I didn’t even fly home for October break when my mother was doing her last three months of a year of chemotherapy. 

I imagine my Homecoming will look something like this: I will wake with my sweet crusty little white dog in my bed, and my mom will have already gotten up to go to work at 6 a.m. I will suddenly be overwhelmed with a sense of panic, that something is truly and deeply wrong. I will rush out of bed to my parents room to check if my dad is still breathing. He will be, hopefully snoring, sound asleep. Since he got sick, I have been overcome with visions of the moment I get “the call.”

This is why I am home for October break for the first time in my Yale career. My dad will be upset when he reads this. He will hate to hear that I’m coming home because I fear that every moment I get to spend with him will be my last. 

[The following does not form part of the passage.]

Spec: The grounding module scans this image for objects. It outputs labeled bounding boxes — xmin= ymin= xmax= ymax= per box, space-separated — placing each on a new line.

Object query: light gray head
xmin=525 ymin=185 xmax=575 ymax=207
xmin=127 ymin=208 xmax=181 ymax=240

I am not going home to wake up to my mother baking cinnamon rolls and to frolic with home friends and play in the changing leaves. Most of my home friends have moved away. 

Any sense of Homecoming, to me, has become deeply bittersweet over the years. New Haven and Yale, despite their many flaws, have become home. They’ve become my escape for the past four years. There was a brief wobble in this sense of home, a significant breakup which sent me running to Sweden. But that’s the problem with running from what you know and are too scared to face, your fears will only catch up with you.

The last Homecoming I had was before my dad got sick. I flew home from Stockholm, after an extremely dark and cold semester. I slept the entire flight from Sweden to New York, and then sat and stared out the window the entire flight from New York to Vancouver. The air in Vancouver is scented by years of old growth forests which have been carefully preserved, tinged with crisp snow and sweet salty ocean tang. It smells like home. 

Never before have I felt ecstacy like when I landed in Vancouver after my four months in Sweden. I surprised my pseudo-sister at her 24th birthday party. I had more energy than I had had all year. I knew everything was going to be okay. 

Now, I come home to a much sadder reality, for a much more significant purpose.

Of course, I must shamefully admit that I am not just returning home because of my duties as a devoted and loving daughter. I want to see Hillary, my beloved nail tech, Sam, my sweet old Prius — and of course, there’s a boy. 

Despite the sad and tormenting circumstances that resulted in me forking over an arm and a leg on JetBlue red-eyes to Vancouver, there is a hopeful reality in which my October break is sweet and sentimental. 

I wake in my childhood bed with my crusty white dog; my mom has already left for work at 6 a.m., and I check on my dad to find him sitting in bed, reading as he always is. He smiles at me, and I remember that despite the ever volatile circumstances of life, at least I am home.